Cherries – Sour cherries
There is no information about the origin of the cherry. There are reports that claim that the ancient Greeks believed that this tree came from the city of Kerasounda on the Black Sea.
Initially, the cherry tree has been cultivated for its wood and not for its fruits, while its systematic cultivation began in the 16th century. Today, the cherry tree is cultivated for its delicious fruits that have great nutritional and commercial value.
The cherry is a demanding tree and needs specific climatic conditions to grow adequately. In the middle of winter the tree is in dormancy and is particularly resistant to low temperatures. In addition, the cold of winter is needed in order for the buds to come out of their dormancy and develop smoothly in the spring.

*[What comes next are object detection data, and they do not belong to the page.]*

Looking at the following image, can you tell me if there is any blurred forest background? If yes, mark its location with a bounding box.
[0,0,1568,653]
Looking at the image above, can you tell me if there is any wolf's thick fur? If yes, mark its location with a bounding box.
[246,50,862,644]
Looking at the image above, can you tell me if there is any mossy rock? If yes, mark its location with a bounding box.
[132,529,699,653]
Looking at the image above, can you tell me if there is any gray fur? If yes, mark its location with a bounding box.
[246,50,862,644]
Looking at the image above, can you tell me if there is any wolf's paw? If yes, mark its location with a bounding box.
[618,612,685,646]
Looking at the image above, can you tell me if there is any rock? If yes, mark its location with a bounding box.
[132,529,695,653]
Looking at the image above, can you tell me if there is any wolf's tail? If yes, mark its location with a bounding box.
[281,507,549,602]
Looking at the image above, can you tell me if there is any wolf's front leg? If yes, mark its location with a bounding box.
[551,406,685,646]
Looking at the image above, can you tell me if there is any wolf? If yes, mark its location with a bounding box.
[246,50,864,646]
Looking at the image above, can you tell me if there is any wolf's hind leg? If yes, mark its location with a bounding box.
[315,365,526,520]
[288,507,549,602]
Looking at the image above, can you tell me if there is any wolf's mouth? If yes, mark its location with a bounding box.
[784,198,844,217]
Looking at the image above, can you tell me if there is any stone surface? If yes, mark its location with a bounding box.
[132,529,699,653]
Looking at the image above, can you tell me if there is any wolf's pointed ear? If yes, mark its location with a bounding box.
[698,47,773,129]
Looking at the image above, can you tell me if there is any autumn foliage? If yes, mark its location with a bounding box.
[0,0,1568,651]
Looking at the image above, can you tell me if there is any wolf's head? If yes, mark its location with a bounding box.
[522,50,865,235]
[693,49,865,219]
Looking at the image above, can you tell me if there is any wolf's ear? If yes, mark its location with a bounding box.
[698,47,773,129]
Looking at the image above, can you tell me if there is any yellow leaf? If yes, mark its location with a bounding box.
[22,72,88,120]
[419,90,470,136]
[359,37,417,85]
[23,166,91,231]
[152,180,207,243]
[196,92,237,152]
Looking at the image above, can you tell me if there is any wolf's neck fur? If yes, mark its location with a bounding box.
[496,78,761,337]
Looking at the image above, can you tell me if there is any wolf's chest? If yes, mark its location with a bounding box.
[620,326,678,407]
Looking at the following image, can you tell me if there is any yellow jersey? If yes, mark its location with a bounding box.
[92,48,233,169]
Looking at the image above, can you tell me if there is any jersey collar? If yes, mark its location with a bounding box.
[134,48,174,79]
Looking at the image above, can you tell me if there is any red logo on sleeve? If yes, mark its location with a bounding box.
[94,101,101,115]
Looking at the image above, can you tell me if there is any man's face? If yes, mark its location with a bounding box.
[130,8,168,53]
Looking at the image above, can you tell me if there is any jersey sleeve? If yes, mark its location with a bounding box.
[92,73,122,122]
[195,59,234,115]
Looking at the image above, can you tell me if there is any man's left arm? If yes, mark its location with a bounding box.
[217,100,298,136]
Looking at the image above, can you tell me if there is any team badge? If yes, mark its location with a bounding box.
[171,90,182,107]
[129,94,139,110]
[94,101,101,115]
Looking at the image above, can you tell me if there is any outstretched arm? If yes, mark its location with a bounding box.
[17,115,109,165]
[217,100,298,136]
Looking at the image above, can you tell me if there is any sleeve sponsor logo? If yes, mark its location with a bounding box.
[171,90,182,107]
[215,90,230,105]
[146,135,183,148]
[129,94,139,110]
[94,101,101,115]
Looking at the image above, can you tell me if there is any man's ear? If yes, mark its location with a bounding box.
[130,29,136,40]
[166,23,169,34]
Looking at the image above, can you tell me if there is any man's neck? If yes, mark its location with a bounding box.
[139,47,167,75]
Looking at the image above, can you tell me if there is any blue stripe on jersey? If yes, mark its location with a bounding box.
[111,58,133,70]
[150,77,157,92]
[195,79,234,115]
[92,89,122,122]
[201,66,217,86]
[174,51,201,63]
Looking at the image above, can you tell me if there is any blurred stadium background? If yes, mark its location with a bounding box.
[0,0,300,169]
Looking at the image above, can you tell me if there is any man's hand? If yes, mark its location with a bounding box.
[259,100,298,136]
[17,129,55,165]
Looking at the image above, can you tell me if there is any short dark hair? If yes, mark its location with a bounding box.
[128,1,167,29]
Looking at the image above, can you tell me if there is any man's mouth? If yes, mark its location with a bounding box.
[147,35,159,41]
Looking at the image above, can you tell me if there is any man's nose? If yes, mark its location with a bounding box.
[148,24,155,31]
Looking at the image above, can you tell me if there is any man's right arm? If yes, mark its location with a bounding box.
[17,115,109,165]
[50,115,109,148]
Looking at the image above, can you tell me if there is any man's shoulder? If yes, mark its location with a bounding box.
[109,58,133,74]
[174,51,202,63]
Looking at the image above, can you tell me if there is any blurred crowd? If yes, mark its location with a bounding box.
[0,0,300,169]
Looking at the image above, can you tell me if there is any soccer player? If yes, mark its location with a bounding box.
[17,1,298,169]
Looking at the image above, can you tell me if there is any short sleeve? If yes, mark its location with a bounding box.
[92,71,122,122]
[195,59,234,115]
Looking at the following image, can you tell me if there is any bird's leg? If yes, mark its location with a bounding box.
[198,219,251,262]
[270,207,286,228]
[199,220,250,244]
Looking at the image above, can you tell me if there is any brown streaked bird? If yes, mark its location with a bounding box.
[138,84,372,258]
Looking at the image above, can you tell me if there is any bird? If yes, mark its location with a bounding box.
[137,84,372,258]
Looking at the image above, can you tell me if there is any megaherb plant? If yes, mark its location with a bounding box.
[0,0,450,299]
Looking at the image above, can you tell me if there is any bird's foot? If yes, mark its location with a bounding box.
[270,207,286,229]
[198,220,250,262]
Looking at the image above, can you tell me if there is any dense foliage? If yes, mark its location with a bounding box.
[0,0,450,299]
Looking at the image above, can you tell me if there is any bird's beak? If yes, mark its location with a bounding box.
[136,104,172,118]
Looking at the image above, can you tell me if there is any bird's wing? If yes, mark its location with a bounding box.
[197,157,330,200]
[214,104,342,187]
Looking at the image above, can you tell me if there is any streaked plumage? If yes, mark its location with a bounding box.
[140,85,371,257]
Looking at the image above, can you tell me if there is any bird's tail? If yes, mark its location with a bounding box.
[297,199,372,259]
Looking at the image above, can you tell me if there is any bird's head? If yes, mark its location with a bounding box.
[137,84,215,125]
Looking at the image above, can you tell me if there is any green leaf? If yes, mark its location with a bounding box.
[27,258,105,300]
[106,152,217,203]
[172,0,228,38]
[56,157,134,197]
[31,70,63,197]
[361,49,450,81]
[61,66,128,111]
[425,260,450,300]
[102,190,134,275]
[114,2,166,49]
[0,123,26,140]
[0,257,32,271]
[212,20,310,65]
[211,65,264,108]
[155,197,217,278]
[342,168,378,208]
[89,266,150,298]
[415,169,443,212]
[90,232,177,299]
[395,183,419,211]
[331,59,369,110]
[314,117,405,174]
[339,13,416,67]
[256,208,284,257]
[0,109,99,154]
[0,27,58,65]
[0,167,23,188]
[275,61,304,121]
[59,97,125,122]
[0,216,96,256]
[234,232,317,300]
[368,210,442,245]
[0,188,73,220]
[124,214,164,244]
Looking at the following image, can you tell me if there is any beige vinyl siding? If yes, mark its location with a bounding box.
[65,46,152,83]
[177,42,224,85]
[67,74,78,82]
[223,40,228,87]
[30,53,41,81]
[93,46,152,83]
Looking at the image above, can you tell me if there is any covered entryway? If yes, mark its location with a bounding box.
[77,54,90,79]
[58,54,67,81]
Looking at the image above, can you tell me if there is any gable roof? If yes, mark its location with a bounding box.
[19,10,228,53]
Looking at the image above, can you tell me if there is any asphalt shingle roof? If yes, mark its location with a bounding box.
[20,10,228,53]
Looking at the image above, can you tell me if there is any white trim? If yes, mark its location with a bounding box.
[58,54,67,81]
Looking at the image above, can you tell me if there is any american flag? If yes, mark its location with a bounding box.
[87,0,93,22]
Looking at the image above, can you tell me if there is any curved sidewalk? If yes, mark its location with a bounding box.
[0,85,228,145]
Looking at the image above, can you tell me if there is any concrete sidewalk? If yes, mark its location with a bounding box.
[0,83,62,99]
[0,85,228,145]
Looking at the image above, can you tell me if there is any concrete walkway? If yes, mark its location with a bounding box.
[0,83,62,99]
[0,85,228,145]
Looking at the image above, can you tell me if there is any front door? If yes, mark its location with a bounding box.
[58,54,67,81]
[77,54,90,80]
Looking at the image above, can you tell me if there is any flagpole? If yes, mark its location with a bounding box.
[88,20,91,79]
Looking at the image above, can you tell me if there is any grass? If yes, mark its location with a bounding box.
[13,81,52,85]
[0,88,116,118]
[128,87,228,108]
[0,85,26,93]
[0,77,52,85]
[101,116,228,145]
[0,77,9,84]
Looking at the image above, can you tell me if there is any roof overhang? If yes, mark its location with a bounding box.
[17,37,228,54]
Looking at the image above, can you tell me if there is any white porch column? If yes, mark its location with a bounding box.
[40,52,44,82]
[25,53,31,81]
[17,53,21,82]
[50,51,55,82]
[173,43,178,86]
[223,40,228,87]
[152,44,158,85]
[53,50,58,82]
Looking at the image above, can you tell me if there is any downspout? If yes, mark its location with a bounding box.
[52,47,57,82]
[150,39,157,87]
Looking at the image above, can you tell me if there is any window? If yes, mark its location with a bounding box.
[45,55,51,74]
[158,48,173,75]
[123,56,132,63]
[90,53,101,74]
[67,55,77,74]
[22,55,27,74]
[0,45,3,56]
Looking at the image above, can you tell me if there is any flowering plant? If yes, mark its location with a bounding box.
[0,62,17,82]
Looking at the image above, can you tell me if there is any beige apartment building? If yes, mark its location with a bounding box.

During the fall and early winter, very cold temperatures cause damage to the tree. In the spring when the cherry blossoms and fruits begin to create, rains reduce the rate of fruit set.
Additionally, strong spring winds will blow the blossoms and reduce cherry production. The cherry tree needs a cool summer as it cannot withstand high temperatures. High temperatures especially during July – August greatly increase the percentage of double fruits, which are considered of inferior quality and are not marketable.
Cherries, like our sour cherries, have a very good preservation without altering their quality and organoleptic characteristics. In our facilities there are freeze chambers where we keep cherries and sour cherries for up to 1.5 months after their harvest.